Mergulhado nos últimos dias na leitura da
biografia de San Tiago Dantas deparei-me com a revelação do autor de que
o biografado elegera como fio condutor de sua vida a tríade saber, ter e poder.
San Tiago soube,
estudou muito e ensinou na cátedra e em seus escritos; teve, acumulou fortuna
como advogado notável e homem de empresa; pôde pouco, vítima da aversão da
política brasileira aos intelectuais, homens de ideias preocupados em
estabelecer plataformas ideológicas e programáticas orientadoras da ação dos
partidos políticos. Prova maior disso foi a recusa pelo Congresso de seu nome para Primeiro-Ministro no
parlamentarismo da era Goulart.
Aceita a tríade de
San Tiago como roteiro de vida para os que têm legítima ambição, se aplicada ao
nosso agraciado, em seu estrito campo de atuação, constata-se que a realiza
integralmente. Beto sabe, porque aprendeu nos livros e nas duras lições da
vida; Beto tem, porque ganhou pelo esforço do trabalho inspirado no seu tino
empresarial; Beto pode, quanto empreende para gerar riqueza, criar emprego e
apoiar pessoas carentes; atinge o equilíbrio entre ser e ter, a homeostase que
pacifica e conforta o espírito.

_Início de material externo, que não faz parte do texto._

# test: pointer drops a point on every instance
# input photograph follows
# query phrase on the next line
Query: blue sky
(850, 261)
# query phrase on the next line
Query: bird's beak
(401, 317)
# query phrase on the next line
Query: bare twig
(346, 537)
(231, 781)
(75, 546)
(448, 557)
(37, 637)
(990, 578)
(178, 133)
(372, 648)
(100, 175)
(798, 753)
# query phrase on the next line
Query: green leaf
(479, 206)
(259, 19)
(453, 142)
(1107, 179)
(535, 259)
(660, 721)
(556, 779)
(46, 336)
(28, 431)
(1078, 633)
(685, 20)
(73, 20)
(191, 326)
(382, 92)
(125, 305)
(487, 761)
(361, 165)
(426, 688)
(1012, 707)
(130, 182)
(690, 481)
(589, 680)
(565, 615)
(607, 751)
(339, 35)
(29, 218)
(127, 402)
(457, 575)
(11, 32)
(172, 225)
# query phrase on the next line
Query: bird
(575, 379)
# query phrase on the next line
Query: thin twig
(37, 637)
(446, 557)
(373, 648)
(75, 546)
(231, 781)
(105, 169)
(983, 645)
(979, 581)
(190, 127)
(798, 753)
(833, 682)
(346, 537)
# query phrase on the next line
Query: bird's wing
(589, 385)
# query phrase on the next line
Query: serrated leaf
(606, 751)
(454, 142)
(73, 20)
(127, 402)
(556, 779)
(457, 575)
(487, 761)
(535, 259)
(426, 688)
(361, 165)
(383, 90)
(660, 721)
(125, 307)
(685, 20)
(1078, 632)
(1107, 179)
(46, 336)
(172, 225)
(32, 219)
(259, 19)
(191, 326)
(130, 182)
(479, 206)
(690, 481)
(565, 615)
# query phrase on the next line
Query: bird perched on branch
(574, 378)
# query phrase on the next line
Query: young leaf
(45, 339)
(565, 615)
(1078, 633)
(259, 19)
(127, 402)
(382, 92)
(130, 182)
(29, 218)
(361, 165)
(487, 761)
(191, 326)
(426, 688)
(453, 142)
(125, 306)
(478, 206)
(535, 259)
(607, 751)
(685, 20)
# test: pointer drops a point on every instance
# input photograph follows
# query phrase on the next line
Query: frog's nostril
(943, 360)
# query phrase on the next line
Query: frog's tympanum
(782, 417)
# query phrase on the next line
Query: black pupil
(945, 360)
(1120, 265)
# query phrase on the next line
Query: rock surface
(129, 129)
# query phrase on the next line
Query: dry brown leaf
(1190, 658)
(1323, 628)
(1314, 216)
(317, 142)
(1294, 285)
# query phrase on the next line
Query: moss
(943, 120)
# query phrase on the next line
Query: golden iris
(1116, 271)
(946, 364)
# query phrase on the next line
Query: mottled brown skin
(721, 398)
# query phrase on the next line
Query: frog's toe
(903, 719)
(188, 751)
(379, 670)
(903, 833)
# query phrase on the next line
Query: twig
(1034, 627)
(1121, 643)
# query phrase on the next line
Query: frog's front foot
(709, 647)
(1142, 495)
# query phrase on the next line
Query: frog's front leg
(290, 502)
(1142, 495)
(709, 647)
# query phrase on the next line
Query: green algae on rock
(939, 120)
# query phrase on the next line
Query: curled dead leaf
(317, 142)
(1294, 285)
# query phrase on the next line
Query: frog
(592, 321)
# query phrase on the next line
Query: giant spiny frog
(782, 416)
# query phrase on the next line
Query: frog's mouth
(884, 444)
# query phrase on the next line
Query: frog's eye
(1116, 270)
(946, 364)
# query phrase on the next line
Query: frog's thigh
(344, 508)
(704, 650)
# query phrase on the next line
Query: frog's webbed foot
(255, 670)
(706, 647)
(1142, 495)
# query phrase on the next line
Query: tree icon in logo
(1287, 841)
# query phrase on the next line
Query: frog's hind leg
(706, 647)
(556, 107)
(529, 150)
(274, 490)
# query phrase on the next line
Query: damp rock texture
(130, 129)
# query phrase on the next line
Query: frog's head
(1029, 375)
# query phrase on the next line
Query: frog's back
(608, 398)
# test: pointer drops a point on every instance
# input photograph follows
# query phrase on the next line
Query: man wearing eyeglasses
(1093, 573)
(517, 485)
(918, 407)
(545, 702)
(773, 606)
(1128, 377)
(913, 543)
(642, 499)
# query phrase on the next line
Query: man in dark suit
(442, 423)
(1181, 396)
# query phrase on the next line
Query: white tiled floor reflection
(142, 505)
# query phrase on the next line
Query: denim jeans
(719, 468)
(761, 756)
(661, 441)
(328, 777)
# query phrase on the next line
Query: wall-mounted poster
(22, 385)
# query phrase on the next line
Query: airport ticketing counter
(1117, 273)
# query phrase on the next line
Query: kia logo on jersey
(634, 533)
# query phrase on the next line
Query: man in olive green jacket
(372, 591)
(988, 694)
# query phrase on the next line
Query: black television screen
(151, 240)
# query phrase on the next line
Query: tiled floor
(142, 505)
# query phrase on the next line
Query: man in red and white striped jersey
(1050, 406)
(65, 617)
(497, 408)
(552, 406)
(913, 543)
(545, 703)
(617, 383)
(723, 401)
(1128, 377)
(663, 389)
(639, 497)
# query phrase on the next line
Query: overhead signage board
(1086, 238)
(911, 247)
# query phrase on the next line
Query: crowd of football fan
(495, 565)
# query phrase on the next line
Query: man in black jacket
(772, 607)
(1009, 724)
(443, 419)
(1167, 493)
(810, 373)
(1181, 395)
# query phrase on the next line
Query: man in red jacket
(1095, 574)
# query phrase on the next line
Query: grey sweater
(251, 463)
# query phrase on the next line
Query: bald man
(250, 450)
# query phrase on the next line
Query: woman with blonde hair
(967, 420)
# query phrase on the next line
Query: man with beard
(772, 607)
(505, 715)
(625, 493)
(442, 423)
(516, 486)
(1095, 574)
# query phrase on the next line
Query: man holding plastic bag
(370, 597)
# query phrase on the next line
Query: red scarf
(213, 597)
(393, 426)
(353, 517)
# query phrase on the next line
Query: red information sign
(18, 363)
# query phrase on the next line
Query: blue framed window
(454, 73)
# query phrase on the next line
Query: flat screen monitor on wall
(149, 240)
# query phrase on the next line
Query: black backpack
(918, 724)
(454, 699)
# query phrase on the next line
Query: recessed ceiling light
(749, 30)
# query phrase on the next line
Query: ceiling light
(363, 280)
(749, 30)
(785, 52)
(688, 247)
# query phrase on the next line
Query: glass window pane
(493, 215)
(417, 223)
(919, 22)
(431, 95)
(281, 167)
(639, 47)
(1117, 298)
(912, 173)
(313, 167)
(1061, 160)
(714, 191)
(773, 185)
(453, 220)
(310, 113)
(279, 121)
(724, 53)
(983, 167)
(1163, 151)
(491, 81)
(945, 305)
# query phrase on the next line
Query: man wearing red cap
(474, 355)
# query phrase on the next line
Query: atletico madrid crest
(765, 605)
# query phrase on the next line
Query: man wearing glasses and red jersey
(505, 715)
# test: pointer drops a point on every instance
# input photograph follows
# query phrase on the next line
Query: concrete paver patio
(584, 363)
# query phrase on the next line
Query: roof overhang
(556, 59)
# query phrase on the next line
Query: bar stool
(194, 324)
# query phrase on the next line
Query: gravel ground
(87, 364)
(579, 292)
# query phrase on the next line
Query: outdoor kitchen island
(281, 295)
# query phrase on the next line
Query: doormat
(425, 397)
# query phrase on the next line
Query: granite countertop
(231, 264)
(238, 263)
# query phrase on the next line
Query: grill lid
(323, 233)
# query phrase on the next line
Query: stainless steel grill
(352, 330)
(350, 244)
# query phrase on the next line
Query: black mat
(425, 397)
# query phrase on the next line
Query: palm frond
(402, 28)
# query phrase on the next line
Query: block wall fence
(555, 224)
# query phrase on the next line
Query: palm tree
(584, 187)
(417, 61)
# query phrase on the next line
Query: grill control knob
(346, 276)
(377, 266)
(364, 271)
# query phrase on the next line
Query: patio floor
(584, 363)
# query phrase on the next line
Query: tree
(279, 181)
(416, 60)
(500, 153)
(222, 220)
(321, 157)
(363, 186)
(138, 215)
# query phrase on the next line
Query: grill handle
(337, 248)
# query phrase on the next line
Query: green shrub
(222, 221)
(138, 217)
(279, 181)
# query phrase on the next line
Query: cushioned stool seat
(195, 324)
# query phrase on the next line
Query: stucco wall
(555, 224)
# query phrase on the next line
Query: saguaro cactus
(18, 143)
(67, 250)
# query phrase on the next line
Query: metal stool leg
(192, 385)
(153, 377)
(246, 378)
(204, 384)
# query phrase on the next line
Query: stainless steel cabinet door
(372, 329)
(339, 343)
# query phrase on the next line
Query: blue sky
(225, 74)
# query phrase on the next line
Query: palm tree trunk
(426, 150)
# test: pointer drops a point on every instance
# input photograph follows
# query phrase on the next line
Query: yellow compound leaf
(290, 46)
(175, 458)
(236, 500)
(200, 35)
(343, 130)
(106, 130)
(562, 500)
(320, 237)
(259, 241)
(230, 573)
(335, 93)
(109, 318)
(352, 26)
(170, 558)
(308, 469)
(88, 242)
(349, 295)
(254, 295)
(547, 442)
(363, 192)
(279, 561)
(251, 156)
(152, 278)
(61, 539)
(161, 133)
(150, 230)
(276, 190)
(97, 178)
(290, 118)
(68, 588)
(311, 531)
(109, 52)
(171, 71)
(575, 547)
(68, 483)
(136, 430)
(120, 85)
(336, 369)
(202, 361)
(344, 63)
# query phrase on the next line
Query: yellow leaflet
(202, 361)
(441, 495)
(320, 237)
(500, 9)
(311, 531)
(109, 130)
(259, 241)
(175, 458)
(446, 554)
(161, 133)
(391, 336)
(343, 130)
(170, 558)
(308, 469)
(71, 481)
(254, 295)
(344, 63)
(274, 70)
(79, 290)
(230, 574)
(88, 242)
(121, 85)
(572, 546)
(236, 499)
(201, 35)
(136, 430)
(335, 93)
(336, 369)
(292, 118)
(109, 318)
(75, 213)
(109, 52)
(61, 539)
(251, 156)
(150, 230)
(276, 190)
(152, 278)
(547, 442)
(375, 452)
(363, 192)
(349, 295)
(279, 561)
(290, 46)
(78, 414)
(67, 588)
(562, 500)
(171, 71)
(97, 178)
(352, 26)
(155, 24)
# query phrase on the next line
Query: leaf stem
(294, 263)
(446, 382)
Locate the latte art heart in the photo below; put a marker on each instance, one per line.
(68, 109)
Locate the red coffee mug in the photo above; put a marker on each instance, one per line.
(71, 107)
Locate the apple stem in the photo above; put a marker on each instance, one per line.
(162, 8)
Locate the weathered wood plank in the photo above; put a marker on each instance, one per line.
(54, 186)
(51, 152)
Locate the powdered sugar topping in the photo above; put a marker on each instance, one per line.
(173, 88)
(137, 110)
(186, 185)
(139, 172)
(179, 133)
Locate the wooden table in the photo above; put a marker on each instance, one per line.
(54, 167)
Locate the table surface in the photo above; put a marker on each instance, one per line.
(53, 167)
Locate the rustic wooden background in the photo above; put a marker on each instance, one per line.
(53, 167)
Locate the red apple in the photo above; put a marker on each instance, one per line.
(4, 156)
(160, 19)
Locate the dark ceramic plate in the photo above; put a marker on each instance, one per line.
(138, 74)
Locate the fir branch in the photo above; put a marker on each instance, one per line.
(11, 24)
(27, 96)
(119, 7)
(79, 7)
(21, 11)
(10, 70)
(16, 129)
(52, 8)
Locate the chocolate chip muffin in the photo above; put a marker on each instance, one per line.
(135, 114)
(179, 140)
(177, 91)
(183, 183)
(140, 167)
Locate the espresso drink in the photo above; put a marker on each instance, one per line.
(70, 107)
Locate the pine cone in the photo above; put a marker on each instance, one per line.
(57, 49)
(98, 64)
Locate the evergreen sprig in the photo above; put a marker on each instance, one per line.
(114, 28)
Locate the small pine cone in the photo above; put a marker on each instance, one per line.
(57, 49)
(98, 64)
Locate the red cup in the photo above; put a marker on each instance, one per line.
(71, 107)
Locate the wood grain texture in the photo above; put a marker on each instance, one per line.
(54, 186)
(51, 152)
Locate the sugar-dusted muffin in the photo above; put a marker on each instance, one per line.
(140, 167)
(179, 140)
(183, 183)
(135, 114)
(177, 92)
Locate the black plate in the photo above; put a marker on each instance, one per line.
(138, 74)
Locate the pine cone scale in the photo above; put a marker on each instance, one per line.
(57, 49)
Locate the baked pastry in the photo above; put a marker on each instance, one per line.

Sabedoria de ser, tendo; de ter, sendo. Como a
figura da parábola do evangelho, multiplica os talentos que recebeu para
atingir um número cada vez maior de beneficiários.
A expressão
institucional da sua generosidade manifesta-se na Fundação que carrega seu
nome, criada para atender pessoas e entidades carentes de apoio. São
basicamente duas as suas linhas de ação: apoio técnico e financeiro a projetos,
e o programa de concessão de bolsa-talento. Este último, voltado para a geração
de oportunidades que permitam vicejar talentos constrangidos por limitações
econômicas e sociais. A par dessas iniciativas de caráter geral, estende a mão
solidária para atender necessitados no
melhor estilo cristão, quando uma desconhece o que a outra faz. Com os negócios
concentrados nas finanças e na construção civil, da curso à sua inquietude
criativa, apoiando empreendimentos inovadores tal o desenvolvimento de um
coração artificial, ousadia científica de inspiração atávica.
A outorga do título
de benemérito que hoje lhe é conferido em festiva e prestigiada solenidade deve
ser encarada como a celebração do triunfo, o valor do trabalho empregado com louvável
obstinação. Benemerência sistemática, planejada e eficaz lampejo generoso que
conforta e acende o pavio da esperança em tantas almas necessitadas.
Almejo, por fim, que
a honraria que ora recebe ilumine sua história de fida como um capítulo pedagógico
da didática do sucesso, a orientar vocações de empreendedores econômicos e
sociais, para compreender que o êxito individual será incompleto se não considerar
a realização do bem comum e da paz social como um propósito a alcançar.